The Mumtaz Mahal is the former official residence of the Speaker of the Parliament of Sri Lanka, which now houses the National Defence College, Sri Lanka, located in Kollupitiya, a suburb of Colombo. Built in 1929, it was purchased in 1948 to serve as the official residence of the Speaker of the House of Representatives and served in that capacity till a new residence was built in 2000 in close proximity to the New Parliament Complex in Sri Jayawardenapura-Kotte. Since then the house has been used by various government entities.

==History==
The house was built in 1928, with work commencing in 1927 following the demolition of the French styled villa, St Margaret's, which was located on a plot of land, situated in Kollupitiya along Galle Road and stretching to the Indian Ocean. St Margaret's was built for Mohamed Ali Mohamed Hussain by his father Mohamed Ali. However, Mohamed Hussain tore down villa and commissioned the architect, Homi Billimoria, to build a larger Italian renaissance styled house. Count de Mauny was commissioned to design the gardens and furniture for the house. On the suggestion of Herbert Sri Nissanka, Mohamed Hussain named the new house after his youngest daughter, Mumtaz. A few years after moving into the house, Hussain faced bankruptcy due to the Great Depression and rented the house to the French Consul. Following the fall of the Vichy government in 1943, the French Consul left the island and the house was requisitioned for use by Vice Admiral Sir Geoffrey Layton, Commander-in-Chief, Ceylon who lived in it till the end of the war.

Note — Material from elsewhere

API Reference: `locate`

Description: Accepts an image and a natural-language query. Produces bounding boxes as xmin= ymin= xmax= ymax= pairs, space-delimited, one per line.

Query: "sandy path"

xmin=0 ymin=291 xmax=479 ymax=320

With Ceylon gaining independence, the house was purchased by the Government of Ceylon to be used as the official residence of the Speaker of the House of Representatives, Sir Francis Molamure. It served in this capacity till 2001, when the Speaker moved to a newly built residence in close proximity to the new parliamentary complex at Sri Jayawardenepura Kotte. The house was subsequently used for the Constitutional Council and the Fiscal Ombudsman, until it was taken over by the Buddhist and Pali University. Since then it has become heavy dilapidated, with most of its original fittings and furniture either lost or destroyed. In 2021, it underwent a major restoration by the Ministry of Defence as it was prepared to house the National Defence College.